Research

Identification of a 'Plasmodium falciparum' Protein Domain that Could Play a Key Role in the Development of Severe Malaria

The study paves the way towards antibody-based interventions that inhibit the interaction between the parasite protein and its human receptor

15.11.2016
Photo: NIH

 A protein expressed at the surface of red blood cells infected by Plasmodium falciparum could be a key player in the vascular pathology that leads to severe malaria by binding to the gC1qR receptor, according to a study led by ISGlobal researchers. The results of the study, published in Plos Pathogens, pave the way towards therapeutic interventions based on antibodies that inhibit this specific interaction.    

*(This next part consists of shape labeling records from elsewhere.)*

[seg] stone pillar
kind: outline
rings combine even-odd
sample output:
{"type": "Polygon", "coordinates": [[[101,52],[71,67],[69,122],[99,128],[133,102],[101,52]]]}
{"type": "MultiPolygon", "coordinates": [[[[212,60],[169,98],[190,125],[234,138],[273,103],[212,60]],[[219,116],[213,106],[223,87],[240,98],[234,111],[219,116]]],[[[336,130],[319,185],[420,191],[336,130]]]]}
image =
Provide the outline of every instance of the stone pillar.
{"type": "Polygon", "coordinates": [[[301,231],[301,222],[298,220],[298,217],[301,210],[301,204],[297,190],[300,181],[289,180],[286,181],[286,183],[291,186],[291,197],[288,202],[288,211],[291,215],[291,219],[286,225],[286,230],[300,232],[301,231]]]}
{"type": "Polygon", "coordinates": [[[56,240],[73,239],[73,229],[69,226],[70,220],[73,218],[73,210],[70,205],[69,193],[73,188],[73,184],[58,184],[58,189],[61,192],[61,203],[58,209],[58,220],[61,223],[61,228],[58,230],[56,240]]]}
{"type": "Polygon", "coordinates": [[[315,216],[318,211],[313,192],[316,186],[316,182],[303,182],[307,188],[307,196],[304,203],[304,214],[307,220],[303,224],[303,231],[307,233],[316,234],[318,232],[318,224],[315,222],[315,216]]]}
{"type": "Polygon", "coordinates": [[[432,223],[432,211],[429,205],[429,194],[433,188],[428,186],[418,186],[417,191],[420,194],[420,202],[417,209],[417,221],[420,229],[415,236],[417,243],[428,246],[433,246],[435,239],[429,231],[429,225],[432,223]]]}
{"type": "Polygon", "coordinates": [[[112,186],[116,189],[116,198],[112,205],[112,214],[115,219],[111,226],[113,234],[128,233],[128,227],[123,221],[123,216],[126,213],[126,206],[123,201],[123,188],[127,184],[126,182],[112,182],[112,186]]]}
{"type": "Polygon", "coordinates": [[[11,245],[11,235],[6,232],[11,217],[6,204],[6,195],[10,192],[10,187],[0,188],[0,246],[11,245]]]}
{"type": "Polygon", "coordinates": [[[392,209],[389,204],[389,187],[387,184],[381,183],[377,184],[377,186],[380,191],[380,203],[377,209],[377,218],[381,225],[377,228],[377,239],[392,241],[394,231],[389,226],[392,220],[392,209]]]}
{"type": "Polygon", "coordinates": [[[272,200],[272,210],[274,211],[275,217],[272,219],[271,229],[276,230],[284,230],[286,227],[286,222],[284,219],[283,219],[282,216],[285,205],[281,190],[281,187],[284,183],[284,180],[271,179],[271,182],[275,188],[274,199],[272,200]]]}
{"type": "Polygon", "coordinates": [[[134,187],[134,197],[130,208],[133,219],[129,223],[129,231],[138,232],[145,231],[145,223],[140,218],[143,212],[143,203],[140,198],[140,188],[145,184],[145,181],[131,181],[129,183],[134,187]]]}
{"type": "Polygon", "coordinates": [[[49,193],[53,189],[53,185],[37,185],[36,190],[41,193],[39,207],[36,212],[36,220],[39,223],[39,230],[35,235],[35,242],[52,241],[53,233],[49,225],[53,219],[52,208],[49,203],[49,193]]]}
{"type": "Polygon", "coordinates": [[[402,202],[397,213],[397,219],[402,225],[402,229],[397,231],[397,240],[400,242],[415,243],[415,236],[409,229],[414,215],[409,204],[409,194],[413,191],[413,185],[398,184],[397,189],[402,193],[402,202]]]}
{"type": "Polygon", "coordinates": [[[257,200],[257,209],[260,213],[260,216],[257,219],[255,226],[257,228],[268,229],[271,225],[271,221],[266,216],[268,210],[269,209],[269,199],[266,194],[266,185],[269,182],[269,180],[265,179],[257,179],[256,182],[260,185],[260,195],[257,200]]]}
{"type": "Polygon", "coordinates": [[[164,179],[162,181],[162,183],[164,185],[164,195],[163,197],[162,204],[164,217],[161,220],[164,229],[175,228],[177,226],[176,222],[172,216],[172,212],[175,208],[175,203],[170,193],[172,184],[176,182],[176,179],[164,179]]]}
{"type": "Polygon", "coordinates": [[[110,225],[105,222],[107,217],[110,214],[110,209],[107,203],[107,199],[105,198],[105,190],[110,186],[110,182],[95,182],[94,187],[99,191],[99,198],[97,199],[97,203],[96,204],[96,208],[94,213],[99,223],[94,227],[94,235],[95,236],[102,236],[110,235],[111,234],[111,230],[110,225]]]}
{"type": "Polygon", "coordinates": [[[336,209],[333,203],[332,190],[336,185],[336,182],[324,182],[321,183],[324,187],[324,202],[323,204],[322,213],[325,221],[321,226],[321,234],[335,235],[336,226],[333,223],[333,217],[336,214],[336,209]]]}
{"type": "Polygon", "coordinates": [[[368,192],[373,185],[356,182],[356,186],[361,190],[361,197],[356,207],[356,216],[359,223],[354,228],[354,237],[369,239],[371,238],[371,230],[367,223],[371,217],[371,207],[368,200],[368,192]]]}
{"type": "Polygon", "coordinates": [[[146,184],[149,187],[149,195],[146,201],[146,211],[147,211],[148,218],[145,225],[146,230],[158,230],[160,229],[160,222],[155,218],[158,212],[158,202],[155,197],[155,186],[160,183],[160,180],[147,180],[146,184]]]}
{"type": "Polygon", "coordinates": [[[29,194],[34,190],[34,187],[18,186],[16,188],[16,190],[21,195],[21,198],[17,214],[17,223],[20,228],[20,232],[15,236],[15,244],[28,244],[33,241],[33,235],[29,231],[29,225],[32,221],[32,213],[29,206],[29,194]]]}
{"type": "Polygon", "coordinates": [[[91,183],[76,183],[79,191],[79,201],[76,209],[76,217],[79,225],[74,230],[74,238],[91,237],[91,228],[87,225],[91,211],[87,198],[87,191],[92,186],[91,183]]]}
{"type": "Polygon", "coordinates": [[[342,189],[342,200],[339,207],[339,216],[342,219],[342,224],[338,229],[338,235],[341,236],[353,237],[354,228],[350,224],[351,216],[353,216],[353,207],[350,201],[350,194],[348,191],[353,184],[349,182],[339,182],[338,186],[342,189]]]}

Mortality due to severe malaria remains unacceptably high, despite the administration of effective antimalarial drugs. Though the mechanisms underlying life-threatening malaria remain largely unknown and depend both on host and parasite factors, it is known that the sequestration of infected red blood cells (erythrocytes) in vital organs plays a key role. This in turn depends on the adhesion of infected erythrocytes to receptors on the vascular endothelium, a process thought to be mediated by a complex family of parasite proteins expressed at the surface of infected erythrocytes (PfEMP1s).  

In this study, the authors hypothesized that certain PfEMP1s mediate binding to gC1qR, a receptor expressed by a wide range of human cells and previously associated with severe malaria. The results, obtained with more than 80 P falciparum isolates of Mozambican children with or without severe malaria, as well as a parasite line selected in the laboratory, show that a conserved domain in the DC8 variants of the PfEMP1 binds to gC1qR. Furthermore, antibodies against such domain were capable of inhibiting the interaction with gC1qR, regardless of the strain, suggesting the feasibility of designing therapeutic interventions against severe malaria.   

Children under 5 years of age are one of most vulnerable groups affected by malaria. There were an estimated 438 000 malaria deaths worldwide in 2015, of which approximately 69% were in children under 5 years of age.

Reference

Magallón-Tejada A, Machevo S, Cisteró P, et al. Cytoadhesion to gC1qR through Plasmodium falciparum Erythrocyte Membrane Protein 1 in Severe Malaria. PLoS Pathog. 2016 Nov 11;12(11):e1006011.